A person's religion or lack thereof doesn't matter in Barnes' class. "I welcome Buddhist, Taoist, Christians, whatever." However, he says, "If they're pulled to this music, they're spiritual in some way."

Article Photos

Photo by Mallory Bracken
WVUncovered contributor
At right, Roddy Barnes instructs his evening Gospel Singing class during Augusta Blues Week. He terms gospel ‘a freer style,’ and delights in helping his students embrace that mood.

In between rehearsing songs, Barnes shares with the class bits of history on the craft, saying that many gospel songs weren't purely to worship, but rather were sung as codes for slaves using the Underground Railroad.

Barnes' class met each evening, Monday through Thursday of Blues Week. After stretching, swaying and sometimes making a massage train to loosen up the group following long days of courses, the class learned and rehearsed various songs chosen by Barnes. In addition to learning the craft, the group prepared for a concert at the end of the week -- something that has become a famed tradition. This year, the group performed gospel classics including "Keep Your Hand on the Plow," "Step By Step," "King's Highway" and a handful of well-known numbers in which they hoped the audience would join them.

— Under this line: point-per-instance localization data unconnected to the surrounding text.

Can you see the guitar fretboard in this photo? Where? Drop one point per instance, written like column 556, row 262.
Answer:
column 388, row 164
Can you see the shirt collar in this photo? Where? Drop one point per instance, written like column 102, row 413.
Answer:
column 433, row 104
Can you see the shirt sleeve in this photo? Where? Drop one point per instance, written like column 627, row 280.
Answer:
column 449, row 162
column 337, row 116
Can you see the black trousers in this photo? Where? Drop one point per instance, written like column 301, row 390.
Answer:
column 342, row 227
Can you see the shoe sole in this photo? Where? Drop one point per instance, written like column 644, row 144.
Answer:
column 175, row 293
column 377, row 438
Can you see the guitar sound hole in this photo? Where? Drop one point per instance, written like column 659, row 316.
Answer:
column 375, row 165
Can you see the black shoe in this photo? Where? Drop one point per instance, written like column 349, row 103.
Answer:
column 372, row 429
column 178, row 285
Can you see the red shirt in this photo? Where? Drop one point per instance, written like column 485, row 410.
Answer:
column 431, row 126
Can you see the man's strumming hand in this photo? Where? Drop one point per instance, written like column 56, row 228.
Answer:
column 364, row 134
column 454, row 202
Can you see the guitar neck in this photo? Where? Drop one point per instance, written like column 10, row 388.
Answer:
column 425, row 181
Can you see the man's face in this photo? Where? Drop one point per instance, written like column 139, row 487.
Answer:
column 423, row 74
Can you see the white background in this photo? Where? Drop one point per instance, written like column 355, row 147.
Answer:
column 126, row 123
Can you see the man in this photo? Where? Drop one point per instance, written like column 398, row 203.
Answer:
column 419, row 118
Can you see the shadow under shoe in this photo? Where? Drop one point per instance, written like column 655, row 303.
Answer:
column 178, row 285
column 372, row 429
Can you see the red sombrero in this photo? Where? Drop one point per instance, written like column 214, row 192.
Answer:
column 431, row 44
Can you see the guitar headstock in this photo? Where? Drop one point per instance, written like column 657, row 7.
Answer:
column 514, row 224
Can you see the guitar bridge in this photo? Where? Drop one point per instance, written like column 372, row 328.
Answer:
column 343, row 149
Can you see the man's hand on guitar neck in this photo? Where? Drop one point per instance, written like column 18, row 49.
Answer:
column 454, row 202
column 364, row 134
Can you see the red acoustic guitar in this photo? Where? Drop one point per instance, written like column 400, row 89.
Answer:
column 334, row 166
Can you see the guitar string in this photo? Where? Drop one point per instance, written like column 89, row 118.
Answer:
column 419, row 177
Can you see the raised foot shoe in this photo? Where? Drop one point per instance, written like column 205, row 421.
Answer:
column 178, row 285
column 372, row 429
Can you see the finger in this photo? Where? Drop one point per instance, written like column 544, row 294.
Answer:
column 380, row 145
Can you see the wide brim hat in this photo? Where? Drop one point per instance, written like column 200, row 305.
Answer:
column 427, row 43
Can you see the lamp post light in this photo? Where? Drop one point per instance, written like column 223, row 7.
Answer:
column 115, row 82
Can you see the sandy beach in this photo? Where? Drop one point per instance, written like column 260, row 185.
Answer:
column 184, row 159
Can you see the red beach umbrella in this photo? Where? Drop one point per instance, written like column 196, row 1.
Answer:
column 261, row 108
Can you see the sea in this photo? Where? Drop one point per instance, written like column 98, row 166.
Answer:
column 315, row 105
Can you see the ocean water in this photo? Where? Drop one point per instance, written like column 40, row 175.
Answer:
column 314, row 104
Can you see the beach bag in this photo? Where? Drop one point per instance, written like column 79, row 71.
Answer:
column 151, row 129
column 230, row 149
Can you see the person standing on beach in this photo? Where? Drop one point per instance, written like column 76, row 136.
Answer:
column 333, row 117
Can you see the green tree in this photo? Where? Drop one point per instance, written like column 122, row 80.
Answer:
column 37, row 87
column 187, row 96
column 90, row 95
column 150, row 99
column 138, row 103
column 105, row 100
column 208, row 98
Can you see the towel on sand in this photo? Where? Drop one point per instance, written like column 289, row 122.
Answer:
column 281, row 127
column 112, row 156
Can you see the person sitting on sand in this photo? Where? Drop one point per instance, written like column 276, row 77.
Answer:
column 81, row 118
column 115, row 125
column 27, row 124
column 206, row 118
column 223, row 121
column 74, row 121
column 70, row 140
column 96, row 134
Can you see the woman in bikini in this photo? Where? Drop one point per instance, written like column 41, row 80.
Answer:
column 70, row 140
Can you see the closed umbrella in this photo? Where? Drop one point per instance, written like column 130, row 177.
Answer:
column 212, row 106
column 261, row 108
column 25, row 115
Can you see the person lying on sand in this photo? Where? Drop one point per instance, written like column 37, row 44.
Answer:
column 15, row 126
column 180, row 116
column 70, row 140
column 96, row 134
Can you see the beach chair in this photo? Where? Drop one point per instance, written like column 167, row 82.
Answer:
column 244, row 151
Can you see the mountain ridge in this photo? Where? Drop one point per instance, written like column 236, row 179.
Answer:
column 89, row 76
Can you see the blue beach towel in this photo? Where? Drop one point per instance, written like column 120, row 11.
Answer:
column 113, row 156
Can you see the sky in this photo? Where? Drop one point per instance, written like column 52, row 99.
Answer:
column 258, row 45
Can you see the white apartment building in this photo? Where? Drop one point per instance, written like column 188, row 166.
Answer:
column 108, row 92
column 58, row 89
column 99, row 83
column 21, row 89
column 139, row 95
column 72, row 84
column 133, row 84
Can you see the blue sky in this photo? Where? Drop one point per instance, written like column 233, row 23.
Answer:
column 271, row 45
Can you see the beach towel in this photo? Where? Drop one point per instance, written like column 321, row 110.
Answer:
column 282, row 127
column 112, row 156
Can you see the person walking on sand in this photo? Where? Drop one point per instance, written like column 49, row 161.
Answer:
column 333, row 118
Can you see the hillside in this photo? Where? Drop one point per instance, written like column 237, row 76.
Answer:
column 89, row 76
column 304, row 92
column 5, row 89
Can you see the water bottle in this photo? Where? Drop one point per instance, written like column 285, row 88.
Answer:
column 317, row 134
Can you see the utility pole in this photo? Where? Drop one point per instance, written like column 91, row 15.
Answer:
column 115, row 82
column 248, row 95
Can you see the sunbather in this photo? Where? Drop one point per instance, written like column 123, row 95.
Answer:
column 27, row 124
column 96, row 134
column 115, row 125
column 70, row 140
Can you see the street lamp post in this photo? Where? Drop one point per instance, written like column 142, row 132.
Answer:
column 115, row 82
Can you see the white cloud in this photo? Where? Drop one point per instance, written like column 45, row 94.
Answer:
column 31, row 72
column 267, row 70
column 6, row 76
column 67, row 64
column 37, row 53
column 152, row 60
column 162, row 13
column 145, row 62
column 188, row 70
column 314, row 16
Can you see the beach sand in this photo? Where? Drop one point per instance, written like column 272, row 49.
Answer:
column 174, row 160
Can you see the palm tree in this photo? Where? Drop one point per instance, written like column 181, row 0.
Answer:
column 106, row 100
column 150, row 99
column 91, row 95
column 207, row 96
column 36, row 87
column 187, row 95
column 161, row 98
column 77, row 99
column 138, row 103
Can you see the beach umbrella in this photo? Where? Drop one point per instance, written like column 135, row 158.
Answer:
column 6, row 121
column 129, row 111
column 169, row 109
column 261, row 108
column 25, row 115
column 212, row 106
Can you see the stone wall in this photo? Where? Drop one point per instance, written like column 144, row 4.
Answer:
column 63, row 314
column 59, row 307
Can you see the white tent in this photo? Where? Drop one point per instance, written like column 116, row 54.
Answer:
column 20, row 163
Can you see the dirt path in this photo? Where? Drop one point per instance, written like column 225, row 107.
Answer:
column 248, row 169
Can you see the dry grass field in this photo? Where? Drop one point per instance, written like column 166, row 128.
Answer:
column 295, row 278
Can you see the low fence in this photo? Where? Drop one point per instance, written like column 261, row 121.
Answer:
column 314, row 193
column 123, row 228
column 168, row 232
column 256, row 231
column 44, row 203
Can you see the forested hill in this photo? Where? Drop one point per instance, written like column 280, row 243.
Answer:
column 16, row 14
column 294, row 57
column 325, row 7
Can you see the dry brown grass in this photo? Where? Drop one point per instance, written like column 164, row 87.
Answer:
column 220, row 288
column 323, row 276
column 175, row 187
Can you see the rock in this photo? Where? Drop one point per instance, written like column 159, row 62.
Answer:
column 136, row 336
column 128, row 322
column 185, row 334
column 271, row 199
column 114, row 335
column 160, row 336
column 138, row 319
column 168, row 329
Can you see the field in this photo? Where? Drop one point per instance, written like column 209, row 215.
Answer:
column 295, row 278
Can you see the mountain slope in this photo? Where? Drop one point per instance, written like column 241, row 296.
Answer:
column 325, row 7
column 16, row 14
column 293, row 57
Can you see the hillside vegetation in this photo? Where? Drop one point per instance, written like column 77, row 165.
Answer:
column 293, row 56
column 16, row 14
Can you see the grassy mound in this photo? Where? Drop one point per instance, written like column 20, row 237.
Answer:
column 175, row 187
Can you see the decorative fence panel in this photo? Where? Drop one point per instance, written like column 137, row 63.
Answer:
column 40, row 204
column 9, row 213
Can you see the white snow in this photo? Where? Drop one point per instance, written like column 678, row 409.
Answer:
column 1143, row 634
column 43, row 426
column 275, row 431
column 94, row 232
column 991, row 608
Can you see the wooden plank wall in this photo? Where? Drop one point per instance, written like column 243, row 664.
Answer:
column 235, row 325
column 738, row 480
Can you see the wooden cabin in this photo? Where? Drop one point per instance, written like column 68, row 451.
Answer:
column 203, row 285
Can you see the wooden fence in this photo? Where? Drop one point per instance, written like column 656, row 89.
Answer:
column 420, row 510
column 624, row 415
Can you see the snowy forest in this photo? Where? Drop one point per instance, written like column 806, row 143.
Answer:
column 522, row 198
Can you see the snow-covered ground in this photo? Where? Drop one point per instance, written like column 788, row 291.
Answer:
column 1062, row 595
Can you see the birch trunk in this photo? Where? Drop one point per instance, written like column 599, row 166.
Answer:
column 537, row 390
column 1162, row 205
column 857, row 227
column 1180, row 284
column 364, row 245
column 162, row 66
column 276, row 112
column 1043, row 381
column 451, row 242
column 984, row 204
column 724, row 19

On the evening of the performance, wholehearted voices charged the small, circular Robbins Memorial Chapel on the Davis & Elkins College campus. Barnes throbbed on the grand piano, conducting the class while they shared the resounding art that they had perfected over the week. Listeners nodded their heads with the music, clapped and, at times, sang along with the class.

"Both the music and he serve to lift us all up," says Marci Kraft, of Montclair, New Jersey, who met Barnes three years ago in Adegbalola's vocal class. "He has this special energy and enthusiasm about the things that he does. He gets everybody involved, he's so excited about the music and he's so excited about us and our participation that it's infectious."

Kraft estimates that compared to last year, the class size has doubled from observers wanting to be a part of the experience.

"You just walk out of here snapping your fingers and smiling. Everybody's so happy and we're all hugging," Kraft says. "You know we're just all crazy about him."

Barnes spends his time touring, performing and writing, but every year, looks forward to returning to Augusta Blues Week. If he's not teaching, practicing with students or performing, he can be found in the late night hang-out, the Ice House, pulled up to the dusty, worn piano.

"There's no experience like Augusta. There is none," he says. "It's incredible power, incredible love going around, and everybody's so supportive here. Good and bad does not really matter here."

Each year when people come from all over the country and world to learn about the blues from the best of the best, a handful of them sign up for Barnes' Gospel Singing class out of curiosity, from experience or because of the reputation that it has established for Barnes' infectious teaching style and likeable character. Many of them will return the next year. "Oh yes," he says about continuing to attend Augusta in the coming years. "As long as they'll have me."